Now, we want to estimate the association between hp (horsepower) and wt (weight), our independent variables, and mpg (miles per gallon), our dependent variable.

First, we transform our dependent variable into a matrix, using the as.matrix function and specifying the column of the mtcars data set to create a column vector of our observed values for the DV.

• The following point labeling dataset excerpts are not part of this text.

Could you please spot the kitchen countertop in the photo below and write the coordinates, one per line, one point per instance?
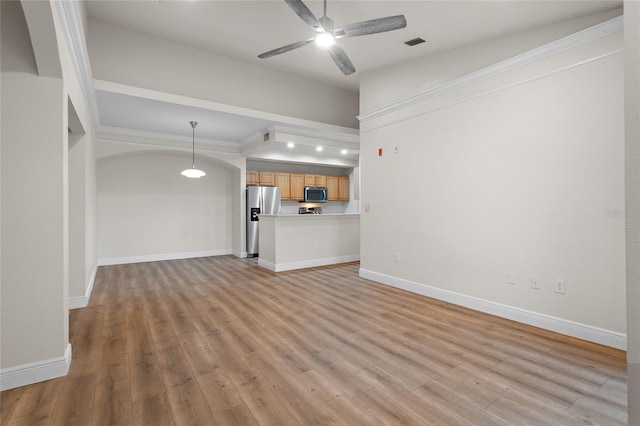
(305, 215)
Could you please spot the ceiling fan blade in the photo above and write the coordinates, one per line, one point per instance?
(341, 59)
(284, 49)
(304, 13)
(373, 26)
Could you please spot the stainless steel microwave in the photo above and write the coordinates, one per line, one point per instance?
(315, 195)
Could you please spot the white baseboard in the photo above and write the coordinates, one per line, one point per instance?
(35, 372)
(279, 267)
(82, 301)
(569, 328)
(107, 261)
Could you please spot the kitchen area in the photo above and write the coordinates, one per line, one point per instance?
(301, 216)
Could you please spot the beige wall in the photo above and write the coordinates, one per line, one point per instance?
(146, 208)
(34, 220)
(632, 129)
(522, 172)
(36, 255)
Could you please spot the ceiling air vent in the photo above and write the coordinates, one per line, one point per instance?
(414, 41)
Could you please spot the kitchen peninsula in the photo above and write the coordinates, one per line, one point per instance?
(295, 241)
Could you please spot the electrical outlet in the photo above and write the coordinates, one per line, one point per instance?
(535, 282)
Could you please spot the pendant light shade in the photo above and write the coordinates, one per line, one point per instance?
(193, 172)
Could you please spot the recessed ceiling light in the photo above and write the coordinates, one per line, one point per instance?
(414, 41)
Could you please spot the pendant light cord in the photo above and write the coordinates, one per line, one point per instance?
(193, 144)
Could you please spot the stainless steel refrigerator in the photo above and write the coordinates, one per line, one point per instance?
(260, 200)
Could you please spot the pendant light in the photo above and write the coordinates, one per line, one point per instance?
(193, 172)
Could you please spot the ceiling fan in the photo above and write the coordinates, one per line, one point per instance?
(327, 35)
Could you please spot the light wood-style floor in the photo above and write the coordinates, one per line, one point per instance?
(219, 341)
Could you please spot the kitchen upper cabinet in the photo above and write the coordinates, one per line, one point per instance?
(252, 178)
(296, 187)
(267, 178)
(309, 180)
(332, 188)
(343, 188)
(283, 182)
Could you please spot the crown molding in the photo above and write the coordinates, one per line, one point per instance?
(70, 16)
(590, 34)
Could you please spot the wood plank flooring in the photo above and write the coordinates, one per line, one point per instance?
(219, 341)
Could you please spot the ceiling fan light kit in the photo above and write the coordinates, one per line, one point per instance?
(193, 172)
(326, 35)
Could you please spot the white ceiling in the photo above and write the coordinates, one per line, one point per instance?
(243, 29)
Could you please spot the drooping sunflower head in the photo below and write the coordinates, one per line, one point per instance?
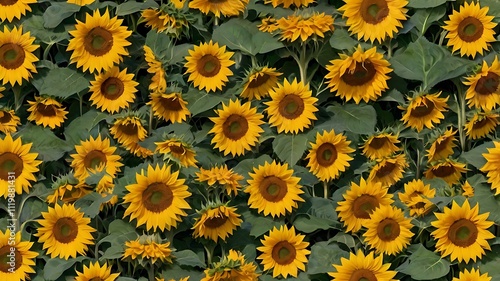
(461, 232)
(99, 42)
(329, 155)
(374, 19)
(360, 201)
(237, 127)
(470, 30)
(361, 76)
(208, 65)
(284, 251)
(273, 189)
(65, 232)
(291, 108)
(424, 110)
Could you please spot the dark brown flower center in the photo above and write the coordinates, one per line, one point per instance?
(463, 233)
(364, 205)
(65, 230)
(273, 188)
(284, 253)
(235, 127)
(157, 197)
(362, 74)
(208, 65)
(11, 56)
(10, 163)
(98, 41)
(470, 29)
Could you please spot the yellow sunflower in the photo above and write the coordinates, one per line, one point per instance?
(329, 155)
(481, 124)
(236, 128)
(15, 256)
(208, 65)
(361, 76)
(447, 169)
(47, 112)
(273, 189)
(380, 145)
(374, 19)
(470, 30)
(96, 272)
(113, 90)
(99, 42)
(388, 231)
(461, 232)
(424, 110)
(483, 91)
(8, 121)
(17, 166)
(284, 251)
(97, 155)
(360, 201)
(291, 108)
(442, 146)
(64, 232)
(258, 82)
(157, 199)
(169, 106)
(216, 221)
(17, 61)
(10, 9)
(220, 8)
(360, 267)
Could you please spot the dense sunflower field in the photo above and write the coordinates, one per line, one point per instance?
(217, 140)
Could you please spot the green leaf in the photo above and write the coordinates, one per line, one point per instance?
(290, 148)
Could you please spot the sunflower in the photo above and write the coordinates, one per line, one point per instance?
(64, 232)
(216, 221)
(273, 189)
(16, 162)
(258, 82)
(442, 146)
(157, 199)
(481, 124)
(329, 155)
(95, 154)
(169, 106)
(291, 108)
(374, 19)
(96, 272)
(387, 230)
(19, 265)
(224, 177)
(470, 30)
(380, 145)
(483, 91)
(361, 267)
(10, 9)
(461, 232)
(359, 202)
(208, 65)
(284, 251)
(220, 8)
(8, 121)
(17, 61)
(447, 169)
(47, 112)
(236, 128)
(424, 110)
(113, 90)
(99, 42)
(361, 76)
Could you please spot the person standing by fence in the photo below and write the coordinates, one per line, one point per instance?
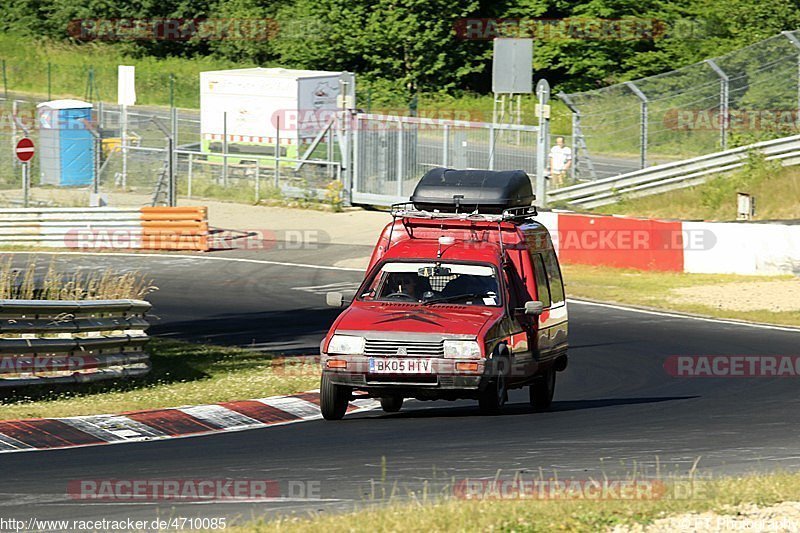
(560, 161)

Y = as.matrix(cars_df$mpg)
Y

      [,1]
 [1,] 21.0
 [2,] 21.0
 [3,] 22.8
 [4,] 21.4
 [5,] 18.7
 [6,] 18.1
 [7,] 14.3
 [8,] 24.4
 [9,] 22.8
[10,] 19.2
[11,] 17.8
[12,] 16.4
[13,] 17.3
[14,] 15.2
[15,] 10.4
[16,] 10.4
[17,] 14.7
[18,] 32.4
[19,] 30.4
[20,] 33.9
[21,] 21.5
[22,] 15.5
[23,] 15.2
[24,] 13.3
[25,] 19.2
[26,] 27.3
[27,] 26.0
[28,] 30.4
[29,] 15.8
[30,] 19.7
[31,] 15.0
[32,] 21.4

Next, we do the same thing for our independent variables of interest, and our constant.

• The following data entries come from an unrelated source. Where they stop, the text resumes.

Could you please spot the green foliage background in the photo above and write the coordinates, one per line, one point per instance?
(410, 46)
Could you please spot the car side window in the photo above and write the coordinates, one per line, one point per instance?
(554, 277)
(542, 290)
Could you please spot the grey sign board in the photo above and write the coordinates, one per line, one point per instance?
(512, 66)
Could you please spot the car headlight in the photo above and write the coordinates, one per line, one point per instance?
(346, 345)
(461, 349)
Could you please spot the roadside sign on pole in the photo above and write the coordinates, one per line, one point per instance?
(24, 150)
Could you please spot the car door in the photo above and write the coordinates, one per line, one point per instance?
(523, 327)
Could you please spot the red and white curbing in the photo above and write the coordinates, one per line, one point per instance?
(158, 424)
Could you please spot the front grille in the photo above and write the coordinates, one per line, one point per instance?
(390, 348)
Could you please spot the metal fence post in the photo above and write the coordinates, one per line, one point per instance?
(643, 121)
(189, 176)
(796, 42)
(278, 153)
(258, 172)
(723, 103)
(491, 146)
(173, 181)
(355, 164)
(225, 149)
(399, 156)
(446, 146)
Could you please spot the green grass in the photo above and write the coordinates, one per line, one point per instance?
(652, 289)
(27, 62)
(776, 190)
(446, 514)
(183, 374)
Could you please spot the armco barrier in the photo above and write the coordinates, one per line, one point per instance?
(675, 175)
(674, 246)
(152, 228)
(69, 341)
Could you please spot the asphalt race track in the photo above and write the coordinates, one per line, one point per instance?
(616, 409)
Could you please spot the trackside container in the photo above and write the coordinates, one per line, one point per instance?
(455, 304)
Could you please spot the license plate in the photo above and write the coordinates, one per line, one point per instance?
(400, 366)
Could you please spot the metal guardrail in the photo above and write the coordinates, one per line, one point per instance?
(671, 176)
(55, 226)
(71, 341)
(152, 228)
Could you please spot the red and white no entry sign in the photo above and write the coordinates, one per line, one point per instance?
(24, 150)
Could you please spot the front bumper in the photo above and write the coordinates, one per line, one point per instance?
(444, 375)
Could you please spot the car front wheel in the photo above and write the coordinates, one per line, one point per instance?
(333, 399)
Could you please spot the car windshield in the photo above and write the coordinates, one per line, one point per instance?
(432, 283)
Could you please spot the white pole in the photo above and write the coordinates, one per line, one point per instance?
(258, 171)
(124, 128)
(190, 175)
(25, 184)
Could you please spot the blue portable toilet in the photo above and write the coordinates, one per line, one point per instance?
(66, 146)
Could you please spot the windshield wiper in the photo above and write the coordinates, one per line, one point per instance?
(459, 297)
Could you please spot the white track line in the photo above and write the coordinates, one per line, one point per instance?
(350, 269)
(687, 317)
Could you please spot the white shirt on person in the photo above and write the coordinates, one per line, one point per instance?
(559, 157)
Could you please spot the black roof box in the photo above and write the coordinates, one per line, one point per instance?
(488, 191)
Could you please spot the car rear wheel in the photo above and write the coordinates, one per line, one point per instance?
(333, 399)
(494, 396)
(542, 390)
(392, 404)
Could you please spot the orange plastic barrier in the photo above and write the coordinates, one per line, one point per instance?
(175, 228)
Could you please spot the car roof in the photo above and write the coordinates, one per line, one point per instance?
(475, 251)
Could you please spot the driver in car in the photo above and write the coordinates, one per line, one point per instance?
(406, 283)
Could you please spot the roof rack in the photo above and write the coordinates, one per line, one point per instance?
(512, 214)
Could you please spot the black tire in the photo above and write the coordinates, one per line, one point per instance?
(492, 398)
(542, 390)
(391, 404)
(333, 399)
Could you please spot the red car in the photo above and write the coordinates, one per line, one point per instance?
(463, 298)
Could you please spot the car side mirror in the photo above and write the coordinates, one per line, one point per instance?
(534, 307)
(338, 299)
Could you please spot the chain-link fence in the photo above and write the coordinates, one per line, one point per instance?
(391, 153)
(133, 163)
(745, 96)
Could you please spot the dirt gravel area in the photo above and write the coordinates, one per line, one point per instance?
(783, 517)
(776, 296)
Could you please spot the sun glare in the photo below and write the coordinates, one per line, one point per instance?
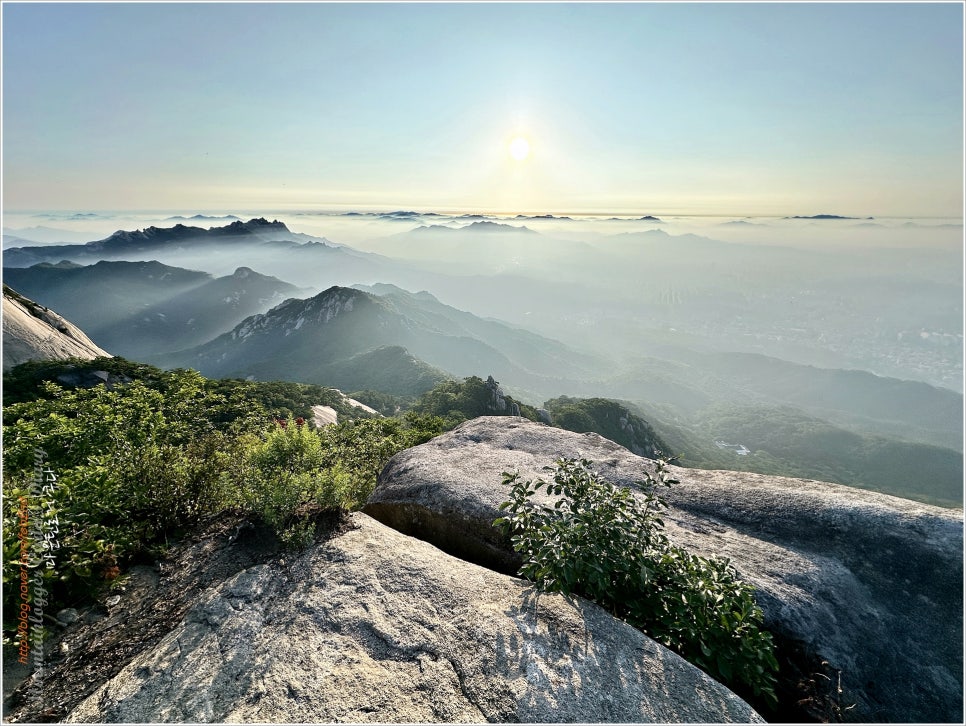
(519, 148)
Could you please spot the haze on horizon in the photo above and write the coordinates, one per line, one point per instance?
(735, 109)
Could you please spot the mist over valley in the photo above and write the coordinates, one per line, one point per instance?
(820, 329)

# create two separate matrices for IVs
X1 = as.matrix(cars_df$hp)
X2 = as.matrix(cars_df$wt)

# create constant column

# bind them altogether into one matrix
constant =  rep(1, nrow(cars_df))
X = cbind(constant, X1, X2)
X

      constant          
 [1,]        1 110 2.620
 [2,]        1 110 2.875
 [3,]        1  93 2.320
 [4,]        1 110 3.215
 [5,]        1 175 3.440
 [6,]        1 105 3.460
 [7,]        1 245 3.570
 [8,]        1  62 3.190
 [9,]        1  95 3.150
[10,]        1 123 3.440
[11,]        1 123 3.440
[12,]        1 180 4.070
[13,]        1 180 3.730
[14,]        1 180 3.780
[15,]        1 205 5.250
[16,]        1 215 5.424
[17,]        1 230 5.345
[18,]        1  66 2.200
[19,]        1  52 1.615
[20,]        1  65 1.835
[21,]        1  97 2.465
[22,]        1 150 3.520
[23,]        1 150 3.435
[24,]        1 245 3.840
[25,]        1 175 3.845
[26,]        1  66 1.935
[27,]        1  91 2.140
[28,]        1 113 1.513
[29,]        1 264 3.170
[30,]        1 175 2.770
[31,]        1 335 3.570
[32,]        1 109 2.780

Next, we calculate $X'X$, $X'Y$, and $(X'X)^{-1}$. Remember the %*% operator for matrix multiplication.

# X prime X
XpX = t(X) %*% X

# X prime X inverse
XpXinv = solve(XpX)

# X prime Y
XpY = t(X) %*% Y

# beta coefficient estimates
bhat = XpXinv %*% XpY
bhat

                [,1]
constant 37.22727012
         -0.03177295
         -3.87783074

You can come back to this code and corroborate that is correct after you learn how to use the default function to estimate OLS regression in R.